Presiding Magistrate Judge Bruce Guyton had Urfer incarcerated May 11,

2011, immediately following a jury trial involving 12 activists, all

of whom were convicted of trespass for a sit-down protest that took

place July 5, 2010 at the Y12 nuclear weapons complex in Oak Ridge,

Tenn.

     

The government prosecutor made no recommendation as to the sentence at

today’s 1:00 p.m. (ET) hearing, beyond noting that Ms Urfer has

already served four months incarceration. Earlier in the week, two

co-defendants, Bill Bichsel, 83, of Tacoma Washington, and Jean Gump,

84, of Bloomington, Mich., were sentenced Monday to three months, and

“time served,” respectively.

 

Magistrate Guyton noted that the federal probation department had

earlier recommended that a sentence of between two and eight months.

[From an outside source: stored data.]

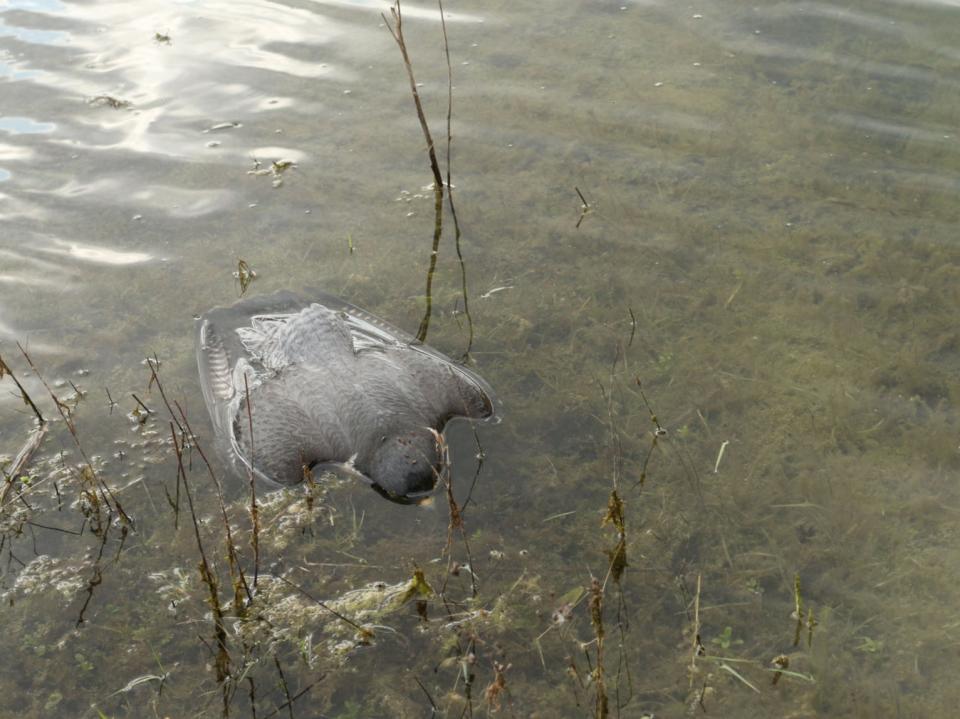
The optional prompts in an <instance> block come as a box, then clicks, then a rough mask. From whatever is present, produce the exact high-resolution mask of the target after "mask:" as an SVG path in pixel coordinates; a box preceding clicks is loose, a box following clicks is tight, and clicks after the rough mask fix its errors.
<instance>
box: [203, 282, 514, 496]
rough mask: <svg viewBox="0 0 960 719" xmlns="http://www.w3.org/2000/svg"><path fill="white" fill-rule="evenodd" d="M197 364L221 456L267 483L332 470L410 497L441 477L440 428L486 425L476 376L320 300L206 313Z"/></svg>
mask: <svg viewBox="0 0 960 719" xmlns="http://www.w3.org/2000/svg"><path fill="white" fill-rule="evenodd" d="M197 364H198V366H199V369H200V384H201V387H202V388H203V396H204V400H205V401H206V405H207V410H208V411H209V413H210V418H211V419H212V421H213V427H214V430H215V433H216V435H217V444H218V447H219V448H220V450H221V452H222V453H223V454H225V455H227V457H228V458H229V460H230V461H231V463H232V464H233V466H234V467H235V468H237V469H239V470H240V471H242V472H244V473H245V472H247V471H250V472H252V473H253V474H254V475H255V476H256V477H258V478H260V479H261V480H264V481H266V482H269V483H273V484H279V485H292V484H296V483H298V482H300V481H302V480H303V478H304V476H305V474H306V472H307V471H308V470H310V471H313V470H317V469H320V470H322V469H327V468H330V469H340V470H346V471H348V472H351V473H358V474H360V475H361V476H362V477H363V478H365V479H366V480H367V481H369V482H370V483H372V484H373V485H374V487H375V488H377V489H379V490H380V491H381V492H382V493H384V494H386V495H387V496H388V497H389V498H391V499H395V500H398V501H405V500H411V499H413V498H415V497H417V496H420V495H423V494H424V493H426V492H429V491H430V490H432V489H433V487H434V486H435V484H436V481H437V479H438V478H439V477H440V475H441V473H442V472H443V471H444V469H445V467H444V462H443V457H442V454H443V453H442V451H441V448H440V447H439V446H438V443H439V440H440V434H439V433H442V432H443V429H444V427H445V426H446V424H447V422H448V421H450V420H451V419H453V418H456V417H464V418H467V419H474V420H486V419H492V418H493V417H494V416H495V409H494V407H495V404H496V399H495V396H494V393H493V390H492V389H491V388H490V386H489V385H488V384H487V383H486V382H485V381H484V380H483V379H482V378H481V377H479V376H478V375H477V374H476V373H474V372H472V371H470V370H469V369H467V368H466V367H463V366H462V365H459V364H456V363H455V362H453V361H452V360H451V359H450V358H448V357H447V356H445V355H443V354H442V353H440V352H438V351H436V350H434V349H432V348H430V347H428V346H426V345H424V344H421V343H417V341H416V340H415V339H414V338H413V337H412V336H411V335H409V334H407V333H406V332H403V331H402V330H399V329H397V328H395V327H393V326H391V325H390V324H388V323H386V322H384V321H383V320H381V319H379V318H378V317H374V316H373V315H371V314H369V313H368V312H365V311H364V310H362V309H360V308H358V307H354V306H353V305H351V304H349V303H348V302H345V301H343V300H341V299H339V298H337V297H334V296H332V295H327V294H319V295H316V296H314V297H313V298H312V299H305V298H302V297H300V296H298V295H295V294H293V293H291V292H286V291H283V292H277V293H275V294H272V295H266V296H262V297H254V298H250V299H245V300H241V301H240V302H237V303H236V304H234V305H232V306H230V307H219V308H215V309H212V310H210V311H209V312H207V313H206V314H204V315H203V316H202V317H201V318H200V320H199V321H198V323H197ZM251 428H252V432H251Z"/></svg>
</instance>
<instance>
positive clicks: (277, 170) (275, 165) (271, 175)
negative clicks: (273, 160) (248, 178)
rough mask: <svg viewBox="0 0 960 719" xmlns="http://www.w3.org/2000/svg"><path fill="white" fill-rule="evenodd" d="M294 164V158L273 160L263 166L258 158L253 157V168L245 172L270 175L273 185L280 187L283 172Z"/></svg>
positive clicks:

Guyton also referred to a list of what he said were of Urfer’s 50

prior convictions and that “The only way to prevent her more-or-less

routine is to separate her from the community.” Guyton neglected to

mention that all of Urfer’s prior arrests for nonviolent protests

against nuclear power or weapons.

 

In a statement to the court before the judge ruled, Urfer described

the production of nuclear weapons as a crime, and described many of

the rights violations to which she was an eye witness in the Blount

County jail, in Tenn., and in the Irwin County Detention Center in

Ocilla, Georgia -- a private institution that takes federal prisoners

on a contract basis --where she and six co-defendants have been held

for the last three months.

     

"If I am returned to jail I will continue to expose crimes there, and

if I am released I continue to expose the crime of nuclear weapons.”